On a cool Saturday evening, Dena Marino, a petite toque with a dimpled smile and starched chef's coat, overlooks the humming dining room at MC Kitchen. She stands in the open kitchen, surrounded by its massive white marble counter. At the restaurant's entrance, a party of ten lingers over glasses of craft beer and wine. For about an hour, they wait patiently for a table at the Design District eatery, which opened in November.
Every chair in the 145-seat restaurant is occupied. By 9 p.m., Marino's spinach lasagna is already sold out, and so is her burrata cheese, filled with roasted squash. Beneath orbed lamps of gleaming crystal, the space buzzes with the muffled tones of casual conversation and the waitstaff's hurried footsteps.
But Marino is in good spirits. She saunters past the blazing stone oven and busy burners.
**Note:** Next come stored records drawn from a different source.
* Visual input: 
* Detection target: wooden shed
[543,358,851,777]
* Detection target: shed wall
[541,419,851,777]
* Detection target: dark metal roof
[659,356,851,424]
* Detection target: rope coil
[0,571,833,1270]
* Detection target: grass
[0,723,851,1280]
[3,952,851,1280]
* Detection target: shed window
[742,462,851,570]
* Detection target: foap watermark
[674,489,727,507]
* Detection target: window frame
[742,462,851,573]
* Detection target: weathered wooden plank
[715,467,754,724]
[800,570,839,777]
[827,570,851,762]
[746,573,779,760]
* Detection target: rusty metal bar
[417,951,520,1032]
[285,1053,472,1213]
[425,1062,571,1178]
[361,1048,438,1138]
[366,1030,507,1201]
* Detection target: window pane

Shaking her short, wavy blond hair, which is pulled back in a loose ponytail, she waves at departing diners. Dena Marino is beaming.
Monday through Sunday 11 a.m. to 11 p.m.
Stone-oven rosemary pizzetta $10
Stone-oven-roasted octopus $17
Roasted pear and cheese fiocchi $18
Spaghetti with sauted Florida prawns $24
Colorado rack of lamb $36
It's a contagious sentiment, one that's reflected in the delectable subtleties of her cooking. In her roasted octopus dish, a large Spanish mollusk is quick-roasted in the Wood Stone-brand oven and then dressed copiously with Tuscan extra-virgin olive oil, fresh red pepper, and garlic. The tentacles are charred quickly, producing an aroma of smoke so potent its flavors resemble meat more than fish. The cooking juices are tossed with sherry vinegar and combined with sea salt, pepper, and crisped pancetta. The dish is served atop a short dome of organic black rice, which has been cooked slowly like a thick risotto. Around the dish, Marino sprinkles peppery bursts of frisée.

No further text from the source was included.